Outra casa, na noite do incêndio, só tinha três mulheres: mãe, filha e avó. "Quando começou o fogo muito rápido, com ventos de 70km/h, as duas mulheres mais novas entraram no rio, ficaram na água para o fogo não queimar, e a outra senhora de mais idade começou a jogar água em volta da casa para não queimar o imóvel. De fato, não queimou, mas caiu uma árvore em cima e atingiu metade da casa. O cachorro dela morreu queimado, não conseguiu fugir do fogo. Os bombeiros ainda fizeram o enterro do animal, foi um momento muito triste. A senhora foi muito forte ali com a casa destruída", comenta o profissional.
De forma geral, o impacto foi muito grande. "Eu voltei pra casa e na hora que eu cheguei e saí daquele mundo, o corpo estava muito exausto, mesmo usando todos os equipamentos de proteção individual, inalei muita fumaça. Fico pensando nas pessoas de lá que não tem esses EPIs inalando aquilo todo dia, com certeza vai causar muitos problemas de saúde", afirma.
"Hoje, refletindo sobre tudo isso, é muito triste. Eu fiquei forte depois, porque a gente precisa registrar e mostrar para a população que todos esses problemas ambientais estão muito próximos da gente. As pessoas que são do meu vínculo são acostumadas a ver essas belezas do Pantanal e quando eu comecei a mostrar a devastação de seca, de queimada e bicho, de gente perdendo casa, deu uma repercussão muito grande e um choque também", acredita.

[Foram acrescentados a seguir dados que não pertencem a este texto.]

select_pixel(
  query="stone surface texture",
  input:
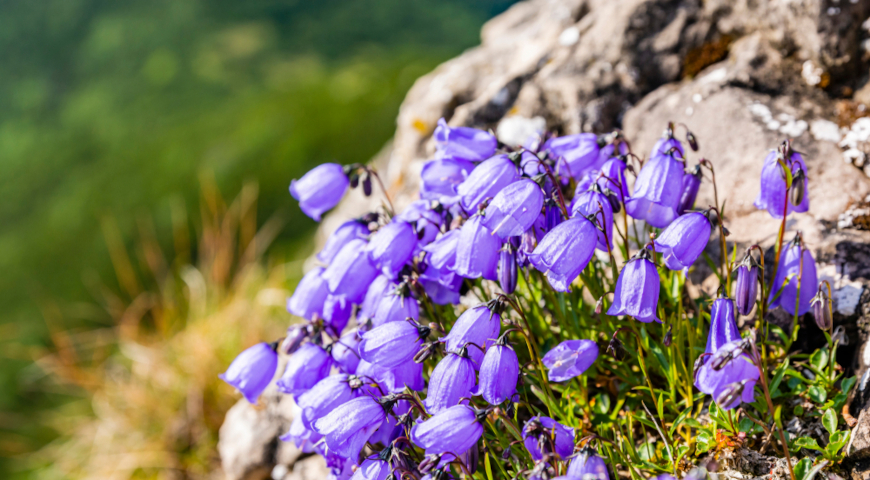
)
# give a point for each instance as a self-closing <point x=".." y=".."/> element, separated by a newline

Luiz vê nas imagens um forte poder de conscientização. "É triste, mas mostra para as pessoas que estamos no caminho errado, porque nós, seres humanos, estamos causando tudo isso aí por diversos fatores. Então... me senti forte nesse momento de registrar, mostrar e divulgar para o povo para eles sentirem na pele. Não vão sentir tanto quanto quem está lá, porque é triste, é desolador, não tenho palavras. Eu fiquei em choque ainda", finaliza o biólogo.